Strona:Gabryela Zapolska - Córka Tuśki (1907).djvu/335

Ta strona została przepisana.

Przez chwileczkę Pita milczała. Coś, jakby duma zaczęła ją dręczyć. Oddawać się tak w ręce tej dziewczyny!
Ale miłość przemogła.
— Och, moja panno Władziu!...
Władka w tej chwili postanowiła całą siłą pary iść przeciw Tuśce. Otarła łzy Pity i śmiać się zaczęła:
— No... no... proszę się szykować na pannę młodą. Będziemy szyli wyprawę dla pani Porzyckiej.

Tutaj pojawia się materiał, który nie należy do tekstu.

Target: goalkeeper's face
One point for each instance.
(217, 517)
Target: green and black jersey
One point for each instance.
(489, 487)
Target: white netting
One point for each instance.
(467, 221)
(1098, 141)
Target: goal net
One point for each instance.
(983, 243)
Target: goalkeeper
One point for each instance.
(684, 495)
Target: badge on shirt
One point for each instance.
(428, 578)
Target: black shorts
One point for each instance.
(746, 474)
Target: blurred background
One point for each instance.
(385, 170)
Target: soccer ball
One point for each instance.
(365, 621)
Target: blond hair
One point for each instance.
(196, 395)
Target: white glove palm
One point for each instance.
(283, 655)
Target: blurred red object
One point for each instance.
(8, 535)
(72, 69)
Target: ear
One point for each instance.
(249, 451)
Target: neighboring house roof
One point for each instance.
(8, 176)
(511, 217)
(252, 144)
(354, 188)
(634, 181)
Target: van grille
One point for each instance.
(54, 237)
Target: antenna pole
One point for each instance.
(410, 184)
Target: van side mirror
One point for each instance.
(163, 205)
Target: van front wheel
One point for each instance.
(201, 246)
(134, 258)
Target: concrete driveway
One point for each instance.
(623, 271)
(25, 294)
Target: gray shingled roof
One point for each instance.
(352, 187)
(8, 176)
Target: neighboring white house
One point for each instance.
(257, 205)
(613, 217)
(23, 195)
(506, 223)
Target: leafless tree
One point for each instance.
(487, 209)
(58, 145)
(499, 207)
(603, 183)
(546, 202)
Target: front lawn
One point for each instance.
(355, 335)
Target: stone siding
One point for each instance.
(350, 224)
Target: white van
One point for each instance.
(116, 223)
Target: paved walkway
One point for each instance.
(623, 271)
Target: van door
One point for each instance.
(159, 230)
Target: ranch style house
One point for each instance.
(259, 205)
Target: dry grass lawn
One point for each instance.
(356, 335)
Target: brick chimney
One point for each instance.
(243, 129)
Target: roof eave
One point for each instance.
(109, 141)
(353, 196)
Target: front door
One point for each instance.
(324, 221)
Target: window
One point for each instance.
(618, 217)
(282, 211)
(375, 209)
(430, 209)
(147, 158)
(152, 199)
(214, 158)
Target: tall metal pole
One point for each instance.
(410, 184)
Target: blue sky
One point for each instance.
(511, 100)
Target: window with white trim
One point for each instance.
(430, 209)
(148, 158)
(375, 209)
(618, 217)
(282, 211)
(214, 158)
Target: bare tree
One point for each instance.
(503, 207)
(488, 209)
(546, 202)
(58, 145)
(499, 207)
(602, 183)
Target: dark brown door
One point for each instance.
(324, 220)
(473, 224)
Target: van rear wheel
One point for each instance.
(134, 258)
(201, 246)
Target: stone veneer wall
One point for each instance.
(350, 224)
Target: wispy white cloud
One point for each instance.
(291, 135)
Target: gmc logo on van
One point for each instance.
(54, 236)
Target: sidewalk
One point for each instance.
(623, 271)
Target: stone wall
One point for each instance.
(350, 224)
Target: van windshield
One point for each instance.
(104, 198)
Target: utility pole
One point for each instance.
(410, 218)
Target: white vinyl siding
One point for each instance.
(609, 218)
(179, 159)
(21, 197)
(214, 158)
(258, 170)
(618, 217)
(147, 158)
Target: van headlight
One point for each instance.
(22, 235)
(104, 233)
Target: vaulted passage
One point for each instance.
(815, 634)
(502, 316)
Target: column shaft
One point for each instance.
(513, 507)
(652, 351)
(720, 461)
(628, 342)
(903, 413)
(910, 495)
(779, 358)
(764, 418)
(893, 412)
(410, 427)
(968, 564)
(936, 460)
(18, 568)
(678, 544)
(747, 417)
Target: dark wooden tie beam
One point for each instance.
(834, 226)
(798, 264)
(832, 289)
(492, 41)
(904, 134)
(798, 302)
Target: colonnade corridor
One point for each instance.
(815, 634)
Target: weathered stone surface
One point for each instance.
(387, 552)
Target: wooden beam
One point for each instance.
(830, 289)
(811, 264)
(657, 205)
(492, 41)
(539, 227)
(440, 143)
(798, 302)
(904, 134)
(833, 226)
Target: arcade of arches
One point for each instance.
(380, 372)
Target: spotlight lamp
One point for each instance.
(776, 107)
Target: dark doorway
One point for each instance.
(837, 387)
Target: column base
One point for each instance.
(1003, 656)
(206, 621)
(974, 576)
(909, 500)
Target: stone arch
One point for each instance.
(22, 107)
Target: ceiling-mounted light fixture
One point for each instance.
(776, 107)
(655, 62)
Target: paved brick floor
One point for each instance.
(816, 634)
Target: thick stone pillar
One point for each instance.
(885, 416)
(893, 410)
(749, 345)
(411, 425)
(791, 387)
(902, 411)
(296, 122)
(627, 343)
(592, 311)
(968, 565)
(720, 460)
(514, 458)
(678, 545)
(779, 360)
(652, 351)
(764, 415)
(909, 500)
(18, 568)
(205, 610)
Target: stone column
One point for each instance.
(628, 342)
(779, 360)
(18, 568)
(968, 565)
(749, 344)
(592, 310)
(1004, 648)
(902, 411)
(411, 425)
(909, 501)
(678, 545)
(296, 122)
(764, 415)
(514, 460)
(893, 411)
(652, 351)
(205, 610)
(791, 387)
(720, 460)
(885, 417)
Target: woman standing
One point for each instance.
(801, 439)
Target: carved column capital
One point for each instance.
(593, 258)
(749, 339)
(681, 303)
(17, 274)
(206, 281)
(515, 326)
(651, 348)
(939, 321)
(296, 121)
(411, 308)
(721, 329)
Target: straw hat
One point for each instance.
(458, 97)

Pita z trwogą obejrzała się na drzwi.
— No co? no co? — prawie głośno odezwała się Władka. — Ja się nikogo nie boję! Mnie tam nikt nie zaimponuje. A pan Porzycki już wie, że go nie chcą?
— Nie, i to najgorsze. On może pomyśli, że ja go także nie chcę i przestanie o mnie myśleć.
— Niech panna Pita napisze.
— Kiedy? jak?
Władka zastanowiła się.
— Ja pójdę do niego i wszystko mu opowiem, jak i co. Dobrze?
Picie Władka wydała się w tej chwili aniołem z Nieba zesłanym.
— O! moja złota, droga panno Władziu!
— Pójdę i powiem, że panna Pita zawsze trwa dla niego w stałości i że to się wszystko zrobi.
Po ustach Władki przewinął się zły uśmiech.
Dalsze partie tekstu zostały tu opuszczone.